But in Dreams

by Grandoverlord



Category: Warriors - Erin Hunter
Genre: Dreams, Mild Hurt/Comfort
Language: English
Status: Completed
Published: 2019-04-05
Updated: 2019-04-05
Packaged: 2020-01-05 02:49:20
Rating: General Audiences
Warnings: No Archive Warnings Apply
Chapters: 1
Words: 2,379
Publisher: archiveofourown.org
Story URL: https://archiveofourown.org/works/18357065
Author URL: https://archiveofourown.org/users/Grandoverlord/pseuds/Grandoverlord
Summary: Mothwing doesn't dream-- except, perhaps, once.





	But in Dreams

Mothwing dreams, of course. Every cat does. But Mothwing is a healer, not a prophet. 

There’s something comfortable in knowing what lay on the other side of sleep. For the other medicine cats, she thinks as she lays down to sleep, closed eyes might mean awakening in a dream-battle, fur torn and eyes wide with revelation of a truth too mystifying to grasp until blood has been spilt. Mothwing does not know what tomorrow will bring, but she doesn’t waste her time trying to figure it out. She doesn’t dream like  _ that.  _

Except, that is, for the silver-blue cat and the flooded plains.

Young, just barely a medicine cat, and buried by the weight of what that meant, Mothwing opened her eyes to a sky beneath her feet.

She gave a cry and jumped back, but the sky moved with her-- and she realized, feeling the water round her paws, that what she was walking on was merely reflection. It was just a pool, the sand under her feet not unlike the island camp of the old forest. That she recognized. The rest, though...as she lifted her gaze, the world expanded beyond any horizon she had ever seen. 

It was sand and salt and water, as far as the eye could see, the nothing of the landscape gaping eternally distant. This place was endless, empty, and glimmering with the reflection of the orange sky.

Sunset, and the salt flats seemed to glow. 

“How strange,” Mothwing murmured to herself. She stepped forward carefully, unsure of what to do. 

“But beautiful, I think.” 

Mothwing whipped around-- there had been no one behind her only a moment ago, but now there stood a silver-blue cat, her muzzle frosted with age but her eyes sharp as glass. Her figure looked blurred, as if Mothwing’s vision was double or triple, multiple versions of the other cat overlapping and blurring at the edge.

“I haven’t seen you before,” Mothwing murmured. “Dreams are such odd things. Places I’ve never been, cats I’ve never met-- and so different from what I know...” 

“Pleased to meet you as well,” the other cat said. “I’m as surprised to find myself here as you.” 

Mothwing purred at the idea. “Hope you didn’t go too far out of your way,” she said, slightly mockingly. 

“I don’t believe that’s how it works. You called me here.” 

“Did I? Well, you can come with me now, or you can--” she gave a wave of her tail. “--Disappear, I suppose.” 

“Excuse me?” The affront in the stranger’s tone brought Mothwing up short. 

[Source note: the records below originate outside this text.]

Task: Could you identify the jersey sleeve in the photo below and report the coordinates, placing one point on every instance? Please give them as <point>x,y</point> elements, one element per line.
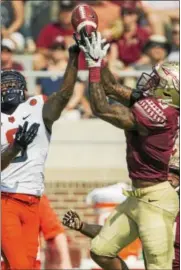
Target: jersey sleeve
<point>50,225</point>
<point>148,114</point>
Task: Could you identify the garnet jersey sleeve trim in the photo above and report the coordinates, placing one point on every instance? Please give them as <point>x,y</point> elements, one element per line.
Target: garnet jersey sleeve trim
<point>149,114</point>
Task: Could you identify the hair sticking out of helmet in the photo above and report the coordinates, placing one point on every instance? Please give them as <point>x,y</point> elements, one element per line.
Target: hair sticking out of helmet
<point>163,83</point>
<point>13,87</point>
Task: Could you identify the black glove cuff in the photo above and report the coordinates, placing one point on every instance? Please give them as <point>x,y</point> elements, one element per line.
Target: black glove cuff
<point>19,146</point>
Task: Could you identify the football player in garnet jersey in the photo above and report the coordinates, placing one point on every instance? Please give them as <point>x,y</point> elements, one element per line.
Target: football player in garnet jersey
<point>151,126</point>
<point>22,182</point>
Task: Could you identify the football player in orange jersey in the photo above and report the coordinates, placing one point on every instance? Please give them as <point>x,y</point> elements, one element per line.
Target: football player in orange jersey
<point>56,249</point>
<point>22,182</point>
<point>23,138</point>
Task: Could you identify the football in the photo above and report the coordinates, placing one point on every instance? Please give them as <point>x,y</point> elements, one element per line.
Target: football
<point>84,20</point>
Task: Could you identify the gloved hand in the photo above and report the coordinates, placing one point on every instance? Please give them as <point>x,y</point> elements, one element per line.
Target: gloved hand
<point>72,220</point>
<point>24,137</point>
<point>95,49</point>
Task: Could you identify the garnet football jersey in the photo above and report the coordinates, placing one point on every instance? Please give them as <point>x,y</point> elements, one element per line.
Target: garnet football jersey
<point>25,173</point>
<point>148,154</point>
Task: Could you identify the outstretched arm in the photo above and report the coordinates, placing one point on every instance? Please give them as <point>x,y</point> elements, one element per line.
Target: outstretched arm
<point>121,93</point>
<point>57,101</point>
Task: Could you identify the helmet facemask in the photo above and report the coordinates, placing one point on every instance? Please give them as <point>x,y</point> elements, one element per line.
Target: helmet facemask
<point>12,90</point>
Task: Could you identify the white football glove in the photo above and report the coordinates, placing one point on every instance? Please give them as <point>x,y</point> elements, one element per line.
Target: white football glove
<point>95,50</point>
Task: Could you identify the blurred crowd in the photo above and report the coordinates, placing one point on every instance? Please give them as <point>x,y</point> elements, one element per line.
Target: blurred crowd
<point>141,33</point>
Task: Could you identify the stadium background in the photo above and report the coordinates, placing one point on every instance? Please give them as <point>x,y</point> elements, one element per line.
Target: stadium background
<point>85,152</point>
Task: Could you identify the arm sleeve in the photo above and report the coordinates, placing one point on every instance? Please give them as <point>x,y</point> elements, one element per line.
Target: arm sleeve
<point>50,225</point>
<point>44,40</point>
<point>148,114</point>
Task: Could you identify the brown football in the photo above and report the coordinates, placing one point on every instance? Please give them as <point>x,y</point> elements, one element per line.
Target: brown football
<point>84,19</point>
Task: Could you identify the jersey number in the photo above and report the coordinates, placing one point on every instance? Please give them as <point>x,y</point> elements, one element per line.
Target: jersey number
<point>10,138</point>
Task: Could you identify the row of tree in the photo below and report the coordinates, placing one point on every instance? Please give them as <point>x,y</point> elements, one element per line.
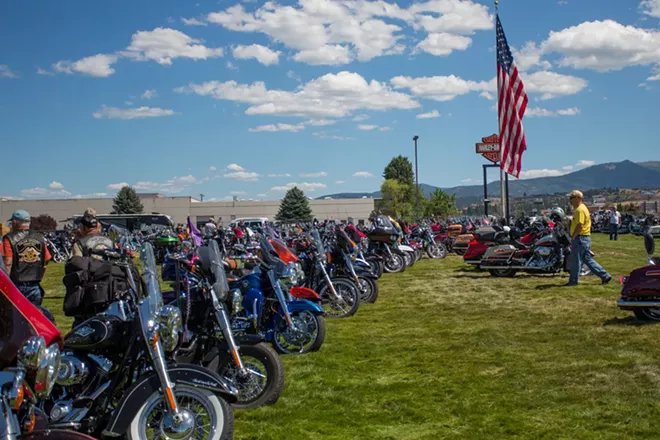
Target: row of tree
<point>400,194</point>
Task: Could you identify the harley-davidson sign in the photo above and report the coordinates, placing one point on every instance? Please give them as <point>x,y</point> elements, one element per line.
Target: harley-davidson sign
<point>489,147</point>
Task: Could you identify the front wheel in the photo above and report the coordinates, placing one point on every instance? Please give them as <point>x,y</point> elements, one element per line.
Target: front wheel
<point>207,417</point>
<point>262,383</point>
<point>368,289</point>
<point>436,251</point>
<point>307,333</point>
<point>345,303</point>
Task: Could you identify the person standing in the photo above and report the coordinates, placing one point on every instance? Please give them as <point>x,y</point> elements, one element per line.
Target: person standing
<point>89,238</point>
<point>615,223</point>
<point>25,257</point>
<point>581,242</point>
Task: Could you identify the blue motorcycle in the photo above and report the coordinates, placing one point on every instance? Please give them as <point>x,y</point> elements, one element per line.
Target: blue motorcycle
<point>292,326</point>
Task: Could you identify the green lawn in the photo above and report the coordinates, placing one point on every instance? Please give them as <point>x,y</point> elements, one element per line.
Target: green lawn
<point>448,352</point>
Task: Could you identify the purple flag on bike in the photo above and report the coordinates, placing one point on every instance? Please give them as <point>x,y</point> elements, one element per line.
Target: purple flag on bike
<point>195,234</point>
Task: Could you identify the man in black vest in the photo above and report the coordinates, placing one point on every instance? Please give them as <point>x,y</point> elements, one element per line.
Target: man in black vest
<point>25,255</point>
<point>89,237</point>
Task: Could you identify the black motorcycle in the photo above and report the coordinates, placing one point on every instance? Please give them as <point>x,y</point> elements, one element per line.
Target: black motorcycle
<point>202,292</point>
<point>115,379</point>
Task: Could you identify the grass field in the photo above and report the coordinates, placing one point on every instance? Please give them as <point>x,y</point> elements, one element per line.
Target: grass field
<point>450,353</point>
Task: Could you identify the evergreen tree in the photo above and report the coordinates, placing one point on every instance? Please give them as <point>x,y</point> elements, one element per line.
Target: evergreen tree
<point>400,169</point>
<point>294,207</point>
<point>127,202</point>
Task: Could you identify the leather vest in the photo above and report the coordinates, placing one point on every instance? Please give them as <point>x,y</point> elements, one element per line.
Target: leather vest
<point>29,249</point>
<point>94,242</point>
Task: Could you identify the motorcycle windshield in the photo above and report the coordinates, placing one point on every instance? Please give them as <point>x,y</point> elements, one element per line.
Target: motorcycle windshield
<point>154,300</point>
<point>221,285</point>
<point>283,252</point>
<point>20,320</point>
<point>318,244</point>
<point>271,258</point>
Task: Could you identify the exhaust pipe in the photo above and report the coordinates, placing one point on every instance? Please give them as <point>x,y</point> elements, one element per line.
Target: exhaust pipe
<point>622,303</point>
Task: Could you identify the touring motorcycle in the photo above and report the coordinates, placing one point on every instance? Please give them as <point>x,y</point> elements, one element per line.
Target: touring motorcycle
<point>641,289</point>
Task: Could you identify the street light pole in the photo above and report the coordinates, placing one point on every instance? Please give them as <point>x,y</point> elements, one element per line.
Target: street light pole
<point>416,180</point>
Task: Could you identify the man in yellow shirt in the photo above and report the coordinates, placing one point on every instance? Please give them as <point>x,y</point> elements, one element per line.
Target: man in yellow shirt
<point>581,242</point>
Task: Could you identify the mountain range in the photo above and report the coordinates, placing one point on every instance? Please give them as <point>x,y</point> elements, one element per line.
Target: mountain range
<point>625,174</point>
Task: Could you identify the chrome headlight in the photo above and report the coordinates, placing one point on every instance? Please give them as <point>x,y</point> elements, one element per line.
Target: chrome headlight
<point>236,301</point>
<point>170,322</point>
<point>49,367</point>
<point>32,352</point>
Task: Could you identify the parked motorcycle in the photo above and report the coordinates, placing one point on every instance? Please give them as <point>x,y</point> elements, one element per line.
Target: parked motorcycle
<point>202,292</point>
<point>115,378</point>
<point>641,289</point>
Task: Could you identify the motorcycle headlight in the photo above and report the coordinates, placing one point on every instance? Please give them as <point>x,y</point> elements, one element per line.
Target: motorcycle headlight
<point>236,301</point>
<point>289,276</point>
<point>170,323</point>
<point>47,370</point>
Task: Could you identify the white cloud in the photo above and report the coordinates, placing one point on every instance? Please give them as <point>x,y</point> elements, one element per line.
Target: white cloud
<point>303,186</point>
<point>429,115</point>
<point>131,113</point>
<point>235,167</point>
<point>272,128</point>
<point>99,65</point>
<point>332,95</point>
<point>320,122</point>
<point>585,163</point>
<point>5,72</point>
<point>117,186</point>
<point>650,7</point>
<point>604,45</point>
<point>324,135</point>
<point>443,44</point>
<point>149,93</point>
<point>193,22</point>
<point>45,193</point>
<point>247,176</point>
<point>260,53</point>
<point>162,45</point>
<point>333,32</point>
<point>542,112</point>
<point>327,55</point>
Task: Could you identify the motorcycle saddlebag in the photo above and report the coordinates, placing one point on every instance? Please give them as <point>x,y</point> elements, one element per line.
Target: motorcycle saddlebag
<point>497,253</point>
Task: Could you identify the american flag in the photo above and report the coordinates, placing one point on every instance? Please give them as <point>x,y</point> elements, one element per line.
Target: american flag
<point>511,105</point>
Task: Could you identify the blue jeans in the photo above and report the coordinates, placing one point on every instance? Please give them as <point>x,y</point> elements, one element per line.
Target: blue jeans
<point>614,232</point>
<point>580,253</point>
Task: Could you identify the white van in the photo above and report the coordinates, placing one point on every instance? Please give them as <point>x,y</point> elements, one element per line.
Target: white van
<point>251,222</point>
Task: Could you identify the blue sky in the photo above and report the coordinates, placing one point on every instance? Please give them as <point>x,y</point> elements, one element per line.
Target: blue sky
<point>249,98</point>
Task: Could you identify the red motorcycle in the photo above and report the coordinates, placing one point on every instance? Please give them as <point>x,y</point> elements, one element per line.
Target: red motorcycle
<point>641,289</point>
<point>29,363</point>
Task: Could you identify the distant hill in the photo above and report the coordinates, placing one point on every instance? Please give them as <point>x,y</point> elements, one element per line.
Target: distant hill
<point>624,174</point>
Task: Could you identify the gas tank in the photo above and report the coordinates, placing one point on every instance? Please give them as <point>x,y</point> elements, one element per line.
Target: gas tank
<point>96,333</point>
<point>546,240</point>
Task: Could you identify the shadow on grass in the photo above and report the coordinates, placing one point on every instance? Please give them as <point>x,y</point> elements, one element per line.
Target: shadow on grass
<point>629,321</point>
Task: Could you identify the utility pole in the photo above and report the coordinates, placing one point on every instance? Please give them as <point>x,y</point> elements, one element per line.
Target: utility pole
<point>416,180</point>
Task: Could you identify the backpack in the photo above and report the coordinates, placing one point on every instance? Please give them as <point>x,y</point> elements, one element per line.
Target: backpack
<point>91,285</point>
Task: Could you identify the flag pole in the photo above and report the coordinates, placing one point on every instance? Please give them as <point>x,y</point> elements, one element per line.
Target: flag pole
<point>503,181</point>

“You know. I’ll stop thinking about you, and you’ll disappear. That’s how dreams work-- no offense to you,” Mothwing explained. 

The dream cat laid her ears flat. “I did not come here to be talked to like some passing kit's fantasy.” 

Mothwing was cautious about putting her paws near any water she didn’t know, but hey-- it was a dream. She could do whatever she wanted. “And once I wake up, you’ll never have been here at all.” She padded forward in a random direction. Might as well explore.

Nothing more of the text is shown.